Georges secoua la tête avec impatience :

— Elle a dû, en effet, vous dire bien des choses contre moi !… mais si elle vous a dit qu’elle m’aimait, elle a menti, car elle n’a jamais eu la moindre affection pour moi ! — Vous dites que j’ai séparé nos vies ? — Pouvais-je continuer l’existence que, par faiblesse, je lui avais laissé prendre la première année de notre mariage ! Était-il convenable qu’elle passât ses jours et ses nuits en habituée dans tous les lieux où les femmes de notre monde jettent à peine un coup d’œil en passant ?… Était-ce une position acceptable pour moi de la conduire, de supporter qu’elle s’affichât ainsi ? On commençait à la connaître dans tous les endroits où les hommes n’accompagnent que leur maîtresse ; dès qu’elle était sous le gaz, en public, elle devenait bruyante, expansive, cherchant à attirer l’attention et attirant, en effet, tous les regards. Bientôt, elle aurait eu un surnom et elle aurait été citée parmi les célébrités du trottoir qu’elle copiait.

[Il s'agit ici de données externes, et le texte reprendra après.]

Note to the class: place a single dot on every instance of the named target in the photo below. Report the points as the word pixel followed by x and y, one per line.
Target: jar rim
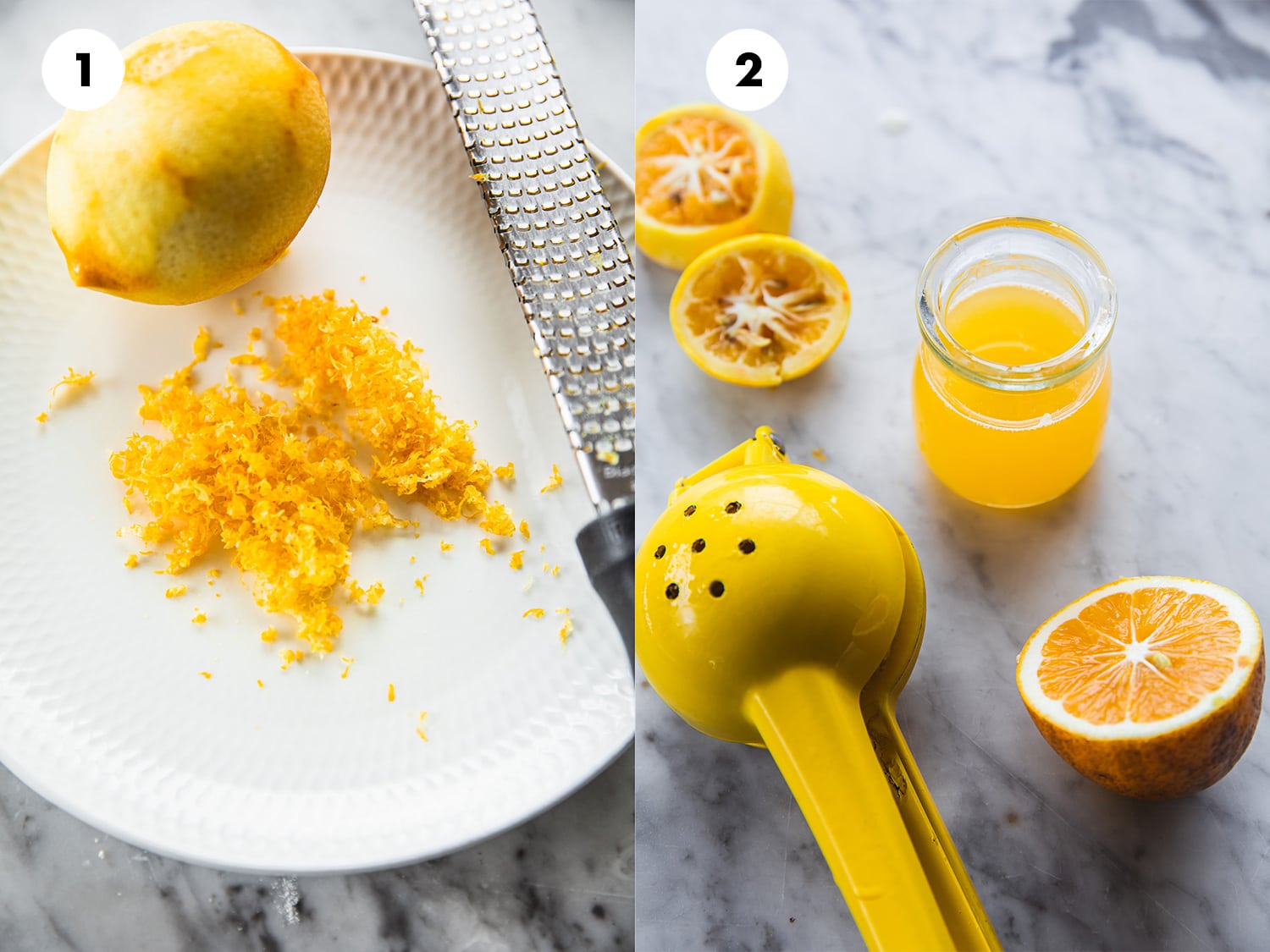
pixel 1100 311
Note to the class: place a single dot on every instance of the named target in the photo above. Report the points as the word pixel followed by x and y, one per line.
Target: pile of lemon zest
pixel 73 381
pixel 554 482
pixel 338 355
pixel 236 470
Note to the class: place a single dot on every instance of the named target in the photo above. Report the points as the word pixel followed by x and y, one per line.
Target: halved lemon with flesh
pixel 705 174
pixel 759 310
pixel 1151 685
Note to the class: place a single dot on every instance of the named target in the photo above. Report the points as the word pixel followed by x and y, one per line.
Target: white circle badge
pixel 747 70
pixel 83 70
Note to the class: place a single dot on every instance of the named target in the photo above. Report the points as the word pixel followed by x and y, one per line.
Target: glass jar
pixel 1013 378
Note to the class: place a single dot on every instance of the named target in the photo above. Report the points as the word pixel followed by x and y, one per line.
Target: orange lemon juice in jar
pixel 1013 380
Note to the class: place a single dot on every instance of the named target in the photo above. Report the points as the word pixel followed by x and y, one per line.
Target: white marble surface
pixel 1145 126
pixel 564 880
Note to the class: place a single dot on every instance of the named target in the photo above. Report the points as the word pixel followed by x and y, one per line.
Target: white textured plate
pixel 102 705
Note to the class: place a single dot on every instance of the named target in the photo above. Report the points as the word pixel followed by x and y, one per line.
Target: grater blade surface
pixel 559 238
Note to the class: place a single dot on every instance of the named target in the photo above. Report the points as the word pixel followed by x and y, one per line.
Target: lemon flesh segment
pixel 198 174
pixel 704 175
pixel 759 310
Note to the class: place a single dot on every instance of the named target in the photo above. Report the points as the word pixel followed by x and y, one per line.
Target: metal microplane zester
pixel 568 261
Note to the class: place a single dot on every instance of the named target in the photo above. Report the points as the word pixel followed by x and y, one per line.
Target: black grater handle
pixel 607 548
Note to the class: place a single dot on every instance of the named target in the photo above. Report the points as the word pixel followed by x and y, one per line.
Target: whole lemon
pixel 198 174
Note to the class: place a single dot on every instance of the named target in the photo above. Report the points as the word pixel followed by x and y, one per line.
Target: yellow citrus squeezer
pixel 780 608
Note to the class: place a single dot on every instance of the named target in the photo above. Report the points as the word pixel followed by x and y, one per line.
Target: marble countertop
pixel 1142 126
pixel 564 880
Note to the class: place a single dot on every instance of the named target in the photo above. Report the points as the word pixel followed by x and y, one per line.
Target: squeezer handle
pixel 959 904
pixel 812 724
pixel 873 817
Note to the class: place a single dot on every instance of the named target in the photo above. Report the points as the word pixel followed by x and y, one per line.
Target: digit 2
pixel 752 78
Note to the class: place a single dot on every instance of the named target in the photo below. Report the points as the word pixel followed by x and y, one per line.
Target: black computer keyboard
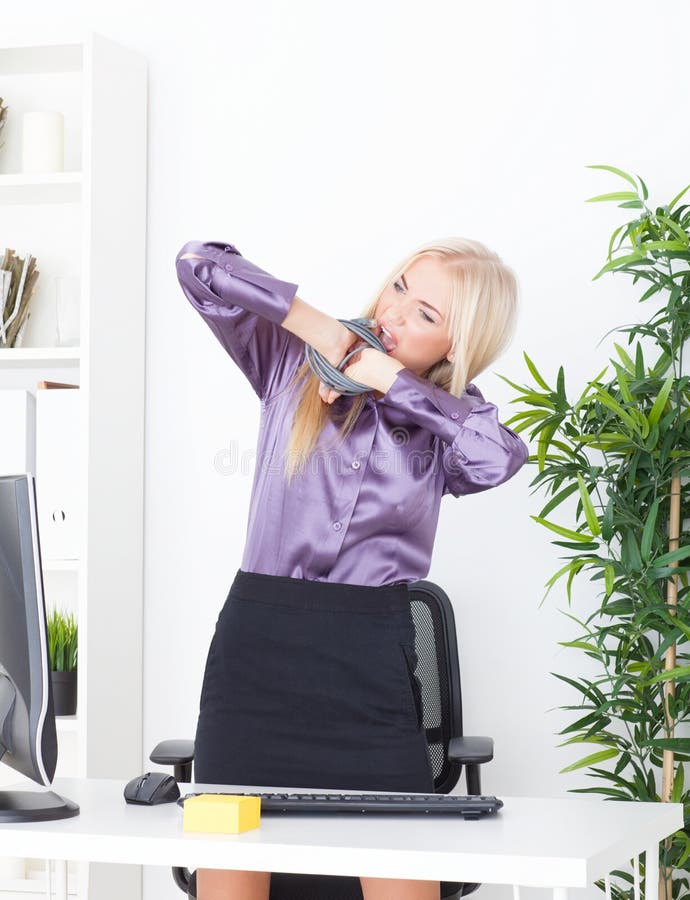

Il fallait couper court à tout cela… La venue du baby a été un prétexte… et, de bonne foi, je croyais que ce petit être l’intéresserait, la calmerait, la remettrait dans la voie ordinaire ; — pas du tout ! À peine remise, ç’a été la même fièvre, et comme j’éludais ses désirs : des colères, des reproches, des tracasseries savantes et persévérantes !… Ah ! jusqu’à ce qu’elle ait pris le parti de s’arranger une vie presque aussi folle, mais au moins admise et presque nécessaire dans le monde, je vous assure que nos rapports n’ont rien eu d’agréable !

— Elle était très jeune, peut-être n’avez-vous pas essayé de la corriger avec assez de persévérance, d’indulgence.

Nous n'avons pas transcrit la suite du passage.